Thread: Incorrect expected rows by ANALYZE

Incorrect expected rows by ANALYZE

From
Kenji Sugita
Date:
Assuming that following queries are executed on PostgreSQL 7.3.
create table c1 (i integer);create table c2 (i integer);insert into c1 values (1 .. 100000);insert into c2 values (1 ..
100000);  (A) delete from c1;   (B)    insert into c1 values (1 .. 100000);analyze;select * from c1, c2 where c1.i =
c2.i;
   =# explain analyze select * from c1, c2 where c1.i = c2.i;                        QUERY PLAN

-------------------------------------------------------------------------------------------------------------------
HashJoin  (cost=950.90..3713.21 rows=5512 width=8) (actual time=1381.88..26452.33 rows=100000 loops=1)      Hash Cond:
("outer".i= "inner".i)      ->  Seq Scan on c2  (cost=0.00..1442.07 rows=100107 width=4) (actual time=0.28..1038.02
rows=100000loops=1)      ->  Hash  (cost=937.12..937.12 rows=5512 width=4) (actual time=1381.29..1381.29 rows=0
loops=1)    ->  Seq Scan on c1  (cost=0.00..937.12 rows=5512 width=4) (actual time=76.83..858.99 rows=100000 loops=1)
Total runtime: 26600.80 msec   (6 rows)
 
   =# 

Expected rows of 'Seq Scan on c1' does not coincide with actual rows.  These
two values coincide after vacuum and expected rows coincide with actual rows
when queries (A) and (B) are not executed.
   =# explain analyze select * from c1, c2 where c1.i = c2.i;                         QUERY PLAN

---------------------------------------------------------------------------------------------------------------------
HashJoin  (cost=2035.34..7259.35 rows=100107 width=8) (actual time=1367.11..8604.49 rows=100000 loops=1)      Hash
Cond:("outer".i = "inner".i)      ->  Seq Scan on c1  (cost=0.00..1442.07 rows=100107 width=4) (actual
time=0.28..556.03rows=100000 loops=1)      ->  Hash  (cost=1442.07..1442.07 rows=100107 width=4) (actual
time=1365.79..1365.79rows=0 loops=1)     ->  Seq Scan on c2  (cost=0.00..1442.07 rows=100107 width=4) (actual
time=0.30..626.40rows=100000 loops=1)    Total runtime: 9113.14 msec   (6 rows)
 
   =# 

Why do dead tuples cause incorrect expected rows by ANALYZE?

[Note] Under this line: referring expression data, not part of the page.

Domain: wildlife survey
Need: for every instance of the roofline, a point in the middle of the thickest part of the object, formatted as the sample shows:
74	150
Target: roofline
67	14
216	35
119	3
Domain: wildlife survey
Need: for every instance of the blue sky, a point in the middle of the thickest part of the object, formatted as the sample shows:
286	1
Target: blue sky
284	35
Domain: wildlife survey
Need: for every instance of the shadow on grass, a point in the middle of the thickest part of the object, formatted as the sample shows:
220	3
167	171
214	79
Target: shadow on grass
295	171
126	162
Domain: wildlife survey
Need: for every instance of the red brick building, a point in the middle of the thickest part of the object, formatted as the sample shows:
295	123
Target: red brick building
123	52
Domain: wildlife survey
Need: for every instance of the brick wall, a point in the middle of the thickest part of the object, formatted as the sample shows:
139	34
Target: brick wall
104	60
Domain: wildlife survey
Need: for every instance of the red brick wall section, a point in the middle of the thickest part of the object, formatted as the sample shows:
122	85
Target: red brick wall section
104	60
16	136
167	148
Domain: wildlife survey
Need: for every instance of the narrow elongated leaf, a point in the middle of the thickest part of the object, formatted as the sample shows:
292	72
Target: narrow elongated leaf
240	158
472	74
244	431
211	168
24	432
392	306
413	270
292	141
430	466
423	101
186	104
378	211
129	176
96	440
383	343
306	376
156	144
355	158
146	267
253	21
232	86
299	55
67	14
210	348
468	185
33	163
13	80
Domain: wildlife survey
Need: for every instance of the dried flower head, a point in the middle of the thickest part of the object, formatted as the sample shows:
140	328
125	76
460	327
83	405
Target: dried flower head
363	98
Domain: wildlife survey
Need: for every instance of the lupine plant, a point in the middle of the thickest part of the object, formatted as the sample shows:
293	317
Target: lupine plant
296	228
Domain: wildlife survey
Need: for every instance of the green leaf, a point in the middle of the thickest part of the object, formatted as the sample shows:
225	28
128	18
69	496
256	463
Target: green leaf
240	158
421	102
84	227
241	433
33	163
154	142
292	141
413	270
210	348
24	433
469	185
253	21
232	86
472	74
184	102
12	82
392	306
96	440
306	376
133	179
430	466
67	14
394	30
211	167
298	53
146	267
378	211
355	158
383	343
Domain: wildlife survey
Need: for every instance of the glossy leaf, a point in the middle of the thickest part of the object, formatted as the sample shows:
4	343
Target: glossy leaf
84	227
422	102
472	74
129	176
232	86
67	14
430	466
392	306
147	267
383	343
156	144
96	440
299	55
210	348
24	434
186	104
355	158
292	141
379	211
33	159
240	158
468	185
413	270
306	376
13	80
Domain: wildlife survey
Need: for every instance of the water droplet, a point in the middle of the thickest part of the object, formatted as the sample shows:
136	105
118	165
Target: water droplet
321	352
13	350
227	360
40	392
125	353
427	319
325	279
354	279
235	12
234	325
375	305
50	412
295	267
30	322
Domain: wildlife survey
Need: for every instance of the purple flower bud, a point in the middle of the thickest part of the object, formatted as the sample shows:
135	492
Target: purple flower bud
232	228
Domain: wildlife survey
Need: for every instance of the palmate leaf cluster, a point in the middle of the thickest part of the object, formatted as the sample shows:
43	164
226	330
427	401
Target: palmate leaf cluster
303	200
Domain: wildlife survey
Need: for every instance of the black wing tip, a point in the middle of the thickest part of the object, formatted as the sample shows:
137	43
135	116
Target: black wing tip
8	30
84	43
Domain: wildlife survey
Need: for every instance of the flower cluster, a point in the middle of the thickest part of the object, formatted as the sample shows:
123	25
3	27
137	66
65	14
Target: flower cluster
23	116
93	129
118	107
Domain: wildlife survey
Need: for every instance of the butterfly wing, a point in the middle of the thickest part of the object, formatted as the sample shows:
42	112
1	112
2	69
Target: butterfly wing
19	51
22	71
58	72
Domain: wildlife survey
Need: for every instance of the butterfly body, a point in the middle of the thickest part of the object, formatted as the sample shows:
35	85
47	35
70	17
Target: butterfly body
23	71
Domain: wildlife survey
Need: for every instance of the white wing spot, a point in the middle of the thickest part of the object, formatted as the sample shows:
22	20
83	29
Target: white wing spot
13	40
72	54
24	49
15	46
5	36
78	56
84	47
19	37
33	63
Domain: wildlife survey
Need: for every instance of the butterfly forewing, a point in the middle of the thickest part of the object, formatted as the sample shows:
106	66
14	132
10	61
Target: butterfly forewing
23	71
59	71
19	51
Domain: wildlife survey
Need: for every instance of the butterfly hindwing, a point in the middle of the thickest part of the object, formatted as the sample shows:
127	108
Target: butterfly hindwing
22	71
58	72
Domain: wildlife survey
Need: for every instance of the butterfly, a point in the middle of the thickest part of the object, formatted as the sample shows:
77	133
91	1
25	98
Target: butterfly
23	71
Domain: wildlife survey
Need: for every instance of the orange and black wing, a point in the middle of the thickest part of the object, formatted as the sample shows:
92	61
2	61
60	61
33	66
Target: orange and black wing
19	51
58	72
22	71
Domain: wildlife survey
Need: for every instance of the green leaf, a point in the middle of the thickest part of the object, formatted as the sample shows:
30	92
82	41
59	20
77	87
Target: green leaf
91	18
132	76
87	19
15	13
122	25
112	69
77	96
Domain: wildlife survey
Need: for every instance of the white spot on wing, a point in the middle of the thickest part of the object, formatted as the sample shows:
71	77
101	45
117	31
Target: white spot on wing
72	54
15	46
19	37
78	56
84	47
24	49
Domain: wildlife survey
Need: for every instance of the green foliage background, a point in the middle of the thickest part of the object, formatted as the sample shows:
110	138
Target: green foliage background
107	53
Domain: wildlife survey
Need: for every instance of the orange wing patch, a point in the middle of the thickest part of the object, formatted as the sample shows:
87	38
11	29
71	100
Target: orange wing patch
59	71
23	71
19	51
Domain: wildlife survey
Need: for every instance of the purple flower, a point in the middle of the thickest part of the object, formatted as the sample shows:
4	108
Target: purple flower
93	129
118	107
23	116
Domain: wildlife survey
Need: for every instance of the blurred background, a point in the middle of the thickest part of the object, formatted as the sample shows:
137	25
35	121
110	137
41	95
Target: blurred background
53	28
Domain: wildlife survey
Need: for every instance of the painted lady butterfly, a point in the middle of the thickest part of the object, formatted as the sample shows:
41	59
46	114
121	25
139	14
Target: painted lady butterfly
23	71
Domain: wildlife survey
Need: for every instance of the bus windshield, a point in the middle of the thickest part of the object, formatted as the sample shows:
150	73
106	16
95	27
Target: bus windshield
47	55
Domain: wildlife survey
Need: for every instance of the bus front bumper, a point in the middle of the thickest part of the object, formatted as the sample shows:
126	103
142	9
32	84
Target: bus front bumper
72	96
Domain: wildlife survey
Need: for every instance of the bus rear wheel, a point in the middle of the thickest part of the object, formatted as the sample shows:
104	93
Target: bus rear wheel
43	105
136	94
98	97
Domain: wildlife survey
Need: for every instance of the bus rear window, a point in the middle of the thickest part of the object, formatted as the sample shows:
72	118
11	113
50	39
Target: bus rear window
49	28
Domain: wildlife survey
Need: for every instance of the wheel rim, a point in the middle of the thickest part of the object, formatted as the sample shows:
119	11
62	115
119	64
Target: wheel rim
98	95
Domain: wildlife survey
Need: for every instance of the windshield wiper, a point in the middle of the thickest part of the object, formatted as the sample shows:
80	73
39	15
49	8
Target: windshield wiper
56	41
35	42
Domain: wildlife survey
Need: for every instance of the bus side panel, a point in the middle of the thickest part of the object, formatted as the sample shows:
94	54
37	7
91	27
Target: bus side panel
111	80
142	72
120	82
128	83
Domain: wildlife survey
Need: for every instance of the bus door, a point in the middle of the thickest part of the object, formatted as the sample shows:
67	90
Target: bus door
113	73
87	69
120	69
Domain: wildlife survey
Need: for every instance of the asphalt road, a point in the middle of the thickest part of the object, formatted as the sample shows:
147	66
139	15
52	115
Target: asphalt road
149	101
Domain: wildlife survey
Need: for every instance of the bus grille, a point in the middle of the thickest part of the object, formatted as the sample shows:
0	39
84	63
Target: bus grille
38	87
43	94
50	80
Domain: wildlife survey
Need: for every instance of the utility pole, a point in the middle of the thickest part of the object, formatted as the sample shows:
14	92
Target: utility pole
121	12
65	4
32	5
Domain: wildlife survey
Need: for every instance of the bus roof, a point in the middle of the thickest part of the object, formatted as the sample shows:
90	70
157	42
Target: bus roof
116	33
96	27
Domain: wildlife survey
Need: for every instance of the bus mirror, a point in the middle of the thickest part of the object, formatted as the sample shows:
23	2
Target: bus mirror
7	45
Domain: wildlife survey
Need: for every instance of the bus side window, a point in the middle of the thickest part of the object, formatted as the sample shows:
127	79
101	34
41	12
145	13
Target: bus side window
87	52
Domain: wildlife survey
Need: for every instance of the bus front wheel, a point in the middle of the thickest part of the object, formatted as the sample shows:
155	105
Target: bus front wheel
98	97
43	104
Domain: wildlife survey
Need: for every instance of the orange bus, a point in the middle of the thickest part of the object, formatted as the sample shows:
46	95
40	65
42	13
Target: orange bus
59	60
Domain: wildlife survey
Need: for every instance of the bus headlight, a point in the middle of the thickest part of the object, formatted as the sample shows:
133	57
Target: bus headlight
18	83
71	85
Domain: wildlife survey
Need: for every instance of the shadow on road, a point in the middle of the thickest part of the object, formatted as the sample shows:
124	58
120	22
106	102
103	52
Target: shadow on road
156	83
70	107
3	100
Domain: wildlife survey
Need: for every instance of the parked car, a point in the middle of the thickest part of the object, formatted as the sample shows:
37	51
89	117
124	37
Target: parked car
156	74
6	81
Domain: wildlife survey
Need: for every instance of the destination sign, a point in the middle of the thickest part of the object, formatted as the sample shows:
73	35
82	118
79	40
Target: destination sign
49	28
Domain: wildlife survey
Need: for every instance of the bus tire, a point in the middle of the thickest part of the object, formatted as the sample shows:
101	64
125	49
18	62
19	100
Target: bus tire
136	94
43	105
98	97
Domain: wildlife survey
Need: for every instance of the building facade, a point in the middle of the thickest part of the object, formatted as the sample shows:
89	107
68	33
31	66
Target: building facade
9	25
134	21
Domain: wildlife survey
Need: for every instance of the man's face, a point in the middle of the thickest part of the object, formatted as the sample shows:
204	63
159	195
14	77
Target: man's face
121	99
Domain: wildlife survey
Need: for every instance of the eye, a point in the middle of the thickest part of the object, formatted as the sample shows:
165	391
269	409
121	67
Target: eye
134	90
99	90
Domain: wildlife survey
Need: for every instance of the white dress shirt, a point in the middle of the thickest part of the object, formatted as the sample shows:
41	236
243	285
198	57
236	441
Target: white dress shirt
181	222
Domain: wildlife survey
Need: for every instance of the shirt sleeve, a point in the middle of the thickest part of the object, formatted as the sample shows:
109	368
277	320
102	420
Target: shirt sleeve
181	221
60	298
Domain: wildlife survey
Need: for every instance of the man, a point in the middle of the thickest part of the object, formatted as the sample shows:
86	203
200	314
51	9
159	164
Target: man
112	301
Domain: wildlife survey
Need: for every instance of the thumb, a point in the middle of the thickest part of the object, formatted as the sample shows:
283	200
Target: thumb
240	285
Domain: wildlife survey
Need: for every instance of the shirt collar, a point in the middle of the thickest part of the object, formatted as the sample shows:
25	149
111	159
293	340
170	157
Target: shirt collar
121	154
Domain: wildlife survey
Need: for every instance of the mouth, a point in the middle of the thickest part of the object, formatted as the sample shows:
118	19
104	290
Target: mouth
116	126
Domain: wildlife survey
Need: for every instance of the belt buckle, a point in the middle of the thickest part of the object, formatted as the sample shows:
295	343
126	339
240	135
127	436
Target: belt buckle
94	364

Kenji Sugita                                      



Re: Incorrect expected rows by ANALYZE

From
Tom Lane
Date:
Kenji Sugita <sugita@srapc1327.sra.co.jp> writes:
> Why do dead tuples cause incorrect expected rows by ANALYZE?

Because it extrapolates the density of live rows in the whole table from
their density in the first few pages.

There has been some previous discussion of how to improve this, but no
really workable ideas AFAIR.  Ultimately, unless you want to abandon
the notion that ANALYZE only samples the table and doesn't read the
whole thing, there will be situations where it gets fooled.  But
possibly we can make those situations less likely to correspond to
common real-world cases.
        regards, tom lane



Re: Incorrect expected rows by ANALYZE

From
pgsql@mohawksoft.com
Date:
> Kenji Sugita <sugita@srapc1327.sra.co.jp> writes:
>> Why do dead tuples cause incorrect expected rows by ANALYZE?
>
> Because it extrapolates the density of live rows in the whole table
> from their density in the first few pages.
>
> There has been some previous discussion of how to improve this, but no
> really workable ideas AFAIR.  Ultimately, unless you want to abandon
> the notion that ANALYZE only samples the table and doesn't read the
> whole thing, there will be situations where it gets fooled.  But
> possibly we can make those situations less likely to correspond to
> common real-world cases.

Couldn't there be an ANALYZE FULL option?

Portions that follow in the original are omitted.